Negosiasi dengan Jaguar Land Rover
Chery tengah bernegosiasi serius dengan pihak JLR untuk mengambil alih salah satu fasilitas produksi di Inggris yang saat ini tidak terpakai maksimal. Jaguar Land Rover memiliki pabrik di beberapa lokasi Inggris seperti Solihull untuk produksi Range Rover dan Range Rover Sport, Halewood untuk Evoque dan Discovery Sport, serta pusat rekayasa mesin.
Selain fasilitas di Inggris, JLR juga memiliki pabrik di Slovakia, Tiongkok, India, Brazil, dan Austria. Namun, produksi kendaraan di Inggris diperkirakan hanya mencapai sekitar 738.000 unit pada 2025. Angka ini jauh di bawah target produksi awal sebesar 1,3 juta unit per tahun hingga 2035. Oleh karena itu, keterlibatan Chery di fasilitas JLR dianggap strategis untuk mengoptimalkan kapasitas tersebut.
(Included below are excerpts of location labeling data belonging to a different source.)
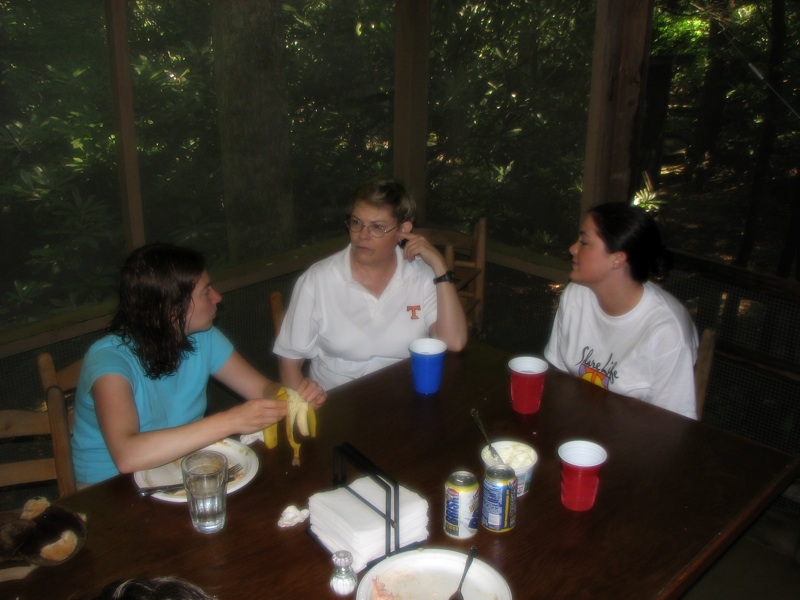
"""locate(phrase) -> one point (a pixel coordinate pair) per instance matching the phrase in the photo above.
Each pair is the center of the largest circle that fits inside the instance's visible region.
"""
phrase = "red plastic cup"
(527, 383)
(580, 473)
Dukungan Pemerintah Inggris
Pemerintah Inggris memberikan respons positif terhadap rencana Chery. Namun, pemerintah juga menghendaki agar Chery tidak hanya mengoperasikan pabrik secara murni sebagai basis produksi, tetapi juga berkontribusi dalam aktivitas riset dan pengembangan teknologi otomotif. Kolaborasi riset ini diharapkan mampu mendongkrak inovasi sekaligus mempertahankan industrinya di tingkat global.
Strategi Diversifikasi Merek dan Produk
Chery memandang bahwa kehadiran pusat produksi di Inggris akan mendorong merek Omoda dan Jaecoo menjadi lebih kompetitif. Kedua merek ini fokus pada segmen kendaraan listrik (EV) yang kini tengah mengalami pertumbuhan signifikan di Eropa. Penguatan produksi di Inggris diharapkan dapat meningkatkan penetrasi pasar dan memperkuat posisi Chery di kancah otomotif global, khususnya untuk kendaraan listrik.
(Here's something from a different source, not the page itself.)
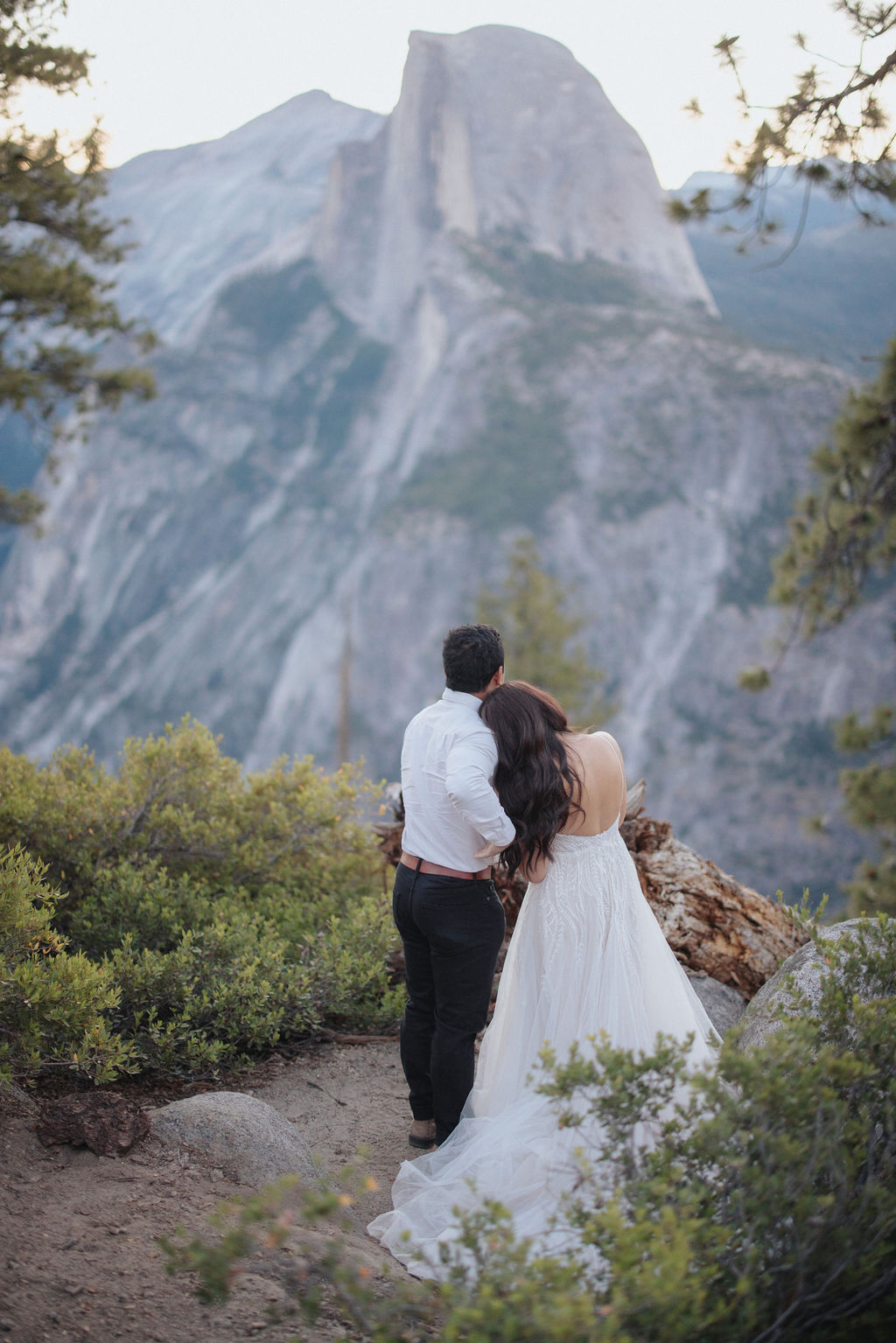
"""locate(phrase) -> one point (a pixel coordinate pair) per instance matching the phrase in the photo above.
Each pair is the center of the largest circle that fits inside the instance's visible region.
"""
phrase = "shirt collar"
(462, 697)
Selain rencana di Inggris, Chery juga telah memiliki fasilitas produksi di Barcelona, Spanyol, yang diambil alih dari Nissan. Ke depan, proses akuisisi fasilitas Nissan di Afrika Selatan juga tengah dipertimbangkan untuk memperluas jangkauan manufaktur grup tersebut.
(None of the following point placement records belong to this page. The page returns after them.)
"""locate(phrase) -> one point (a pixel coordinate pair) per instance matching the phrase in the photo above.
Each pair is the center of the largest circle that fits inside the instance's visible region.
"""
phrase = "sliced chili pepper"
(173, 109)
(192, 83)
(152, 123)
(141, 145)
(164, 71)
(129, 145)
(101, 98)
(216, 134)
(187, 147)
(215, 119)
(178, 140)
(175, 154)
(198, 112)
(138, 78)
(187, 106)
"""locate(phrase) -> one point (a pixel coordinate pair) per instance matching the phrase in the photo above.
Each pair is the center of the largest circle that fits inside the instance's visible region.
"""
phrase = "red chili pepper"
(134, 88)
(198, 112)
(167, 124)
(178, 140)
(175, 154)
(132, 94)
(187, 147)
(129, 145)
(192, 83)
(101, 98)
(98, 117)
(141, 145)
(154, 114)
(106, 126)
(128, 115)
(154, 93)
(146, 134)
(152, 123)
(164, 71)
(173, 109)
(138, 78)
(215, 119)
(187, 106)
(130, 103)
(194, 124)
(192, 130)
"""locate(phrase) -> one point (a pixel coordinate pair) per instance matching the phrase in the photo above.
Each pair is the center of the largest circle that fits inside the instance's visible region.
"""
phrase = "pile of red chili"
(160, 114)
Kolaborasi Teknologi dan Lisensi
Pendekatan Chery kepada JLR bukan hanya soal produksi, tetapi juga kesinambungan teknologi. Sebelumnya, Chery mendapat lisensi untuk mengembangkan platform Freelander sebagai basis untuk mobil listrik, seperti model Chery EOX dan M3X. Ini menunjukkan adanya sinergi teknologi antara keduanya yang dapat menghasilkan inovasi produk baru.
Kantor Perwakilan di Eropa
Untuk memperkuat aktivitas bisnis dan riset di benua Eropa, Chery sudah membuka kantor perwakilan resmi di Liverpool, Inggris. Kantor ini berfungsi sebagai pusat penghubung antara pabrikan dengan pasar Eropa, mencakup koordinasi penjualan, riset pasar, dan pengembangan teknologi otomotif. Kehadiran kantor ini juga simbol komitmen Chery untuk memperkuat jaringan globalnya.
Rencana Chery mengakuisisi pabrik Jaguar Land Rover di Inggris merupakan langkah strategis penting demi mencapai target ambisiusnya. Dengan optimalisasi fasilitas produksi dan dukungan pemerintah serta kolaborasi teknologi, Chery berpotensi memperkokoh posisi di pasar kendaraan global, khususnya pada segmen kendaraan listrik yang sedang berkembang pesat.